Page 3 of 5
Spotting HYIP Scams
Any time an investment purports to provide guaranteed above-market returns with no risk whatsoever—especially if you cannot tell how the investment makes money—you should hear warning bells sounding. HYIP sites often display multiple telltale signs of fraud, including:
- High, unsustainable yields. Investment return is usually stated as a daily rate of return, often with cryptic "short-term" and "long-term" payout options. For example, the Genius Fund HYIP at one time promised 36 to 40 percent daily, with 2-day yields of 106 percent. In contrast, the Pathway to Prosperity scheme offered investors a choice of 7-, 15-, 30- and 60-day "plans" paying annual rates of return as high as 17,000 percent! Regardless of how the yield is presented, keep in mind that returns on investments in large-company stocks have historically averaged less than 10 percent per year.
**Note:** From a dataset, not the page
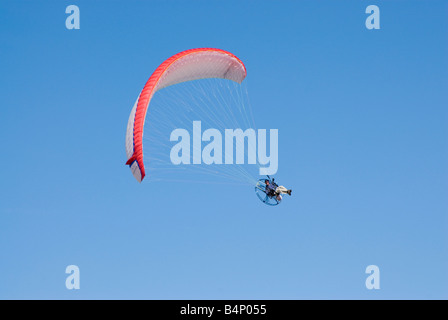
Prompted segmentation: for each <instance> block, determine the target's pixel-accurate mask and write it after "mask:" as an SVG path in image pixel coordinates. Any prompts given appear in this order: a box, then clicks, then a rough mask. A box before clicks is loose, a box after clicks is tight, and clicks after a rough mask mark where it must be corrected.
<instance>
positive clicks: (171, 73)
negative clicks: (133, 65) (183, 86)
mask: <svg viewBox="0 0 448 320" xmlns="http://www.w3.org/2000/svg"><path fill="white" fill-rule="evenodd" d="M245 77H246V68H245V66H244V64H243V62H242V61H241V60H240V59H238V58H237V57H236V56H235V55H233V54H232V53H230V52H227V51H224V50H220V49H214V48H199V49H191V50H186V51H182V52H180V53H178V54H176V55H174V56H172V57H171V58H168V59H167V60H165V61H164V62H163V63H162V64H161V65H160V66H159V67H158V68H157V69H156V70H155V71H154V73H153V74H152V75H151V77H150V78H149V80H148V82H147V83H146V85H145V86H144V88H143V90H142V91H141V93H140V95H139V96H138V98H137V101H136V102H135V104H134V107H133V108H132V111H131V114H130V116H129V121H128V127H127V131H126V154H127V157H128V160H127V162H126V164H127V165H129V166H130V168H131V171H132V174H133V175H134V177H135V178H136V179H137V181H138V182H141V181H142V180H143V178H144V177H145V166H144V164H143V141H142V139H143V126H144V123H145V118H146V114H147V111H148V106H149V104H150V102H151V99H152V97H153V95H154V93H155V92H157V91H158V90H160V89H163V88H166V87H168V86H171V85H174V84H178V83H182V82H186V81H192V80H199V79H209V78H220V79H227V80H232V81H234V82H237V83H241V82H242V81H243V80H244V78H245Z"/></svg>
- Unclear methodology for achieving returns. HYIP sites often give virtually no clues to how the promised returns will be generated beyond generic references to trading in foreign currencies, futures or other investments.
- Lack of concrete information about the HYIP operator. HYIP operators cloak themselves in secrecy regarding who manages investor money, where the company is located or where to go to get additional information.
- Off-shore operations. Many HYIP sites are located outside the U.S. and typically are not licensed to sell securities in any country, let alone here. Be aware that generally persons or firms offering securities to U.S. residents must be licensed by FINRA and registered with the SEC.
- Reliance on e-currency sites. Virtually all HYIP sites require you to open an "e-currency" account from one of a number of online vendors that service the HYIP market. Be aware that while there is currently no federal regulation of e-currency sites, many states require "money transmitters" to register with the state’s banking regulator. An unlicensed e-currency site is a red flag.
- Incentives to recruit new investors. Many HYIP ploys dangle the prospect of paying a "referral bonus"—as high as 25 percent—to those who bring in new investors with fresh streams of money. Remember that Ponzi schemes tend to collapse when the fraudster at the hub can no longer attract new investors, so perhaps it’s no surprise that HYIPs encourage participants to rope in new recruits to help keep the scheme afloat.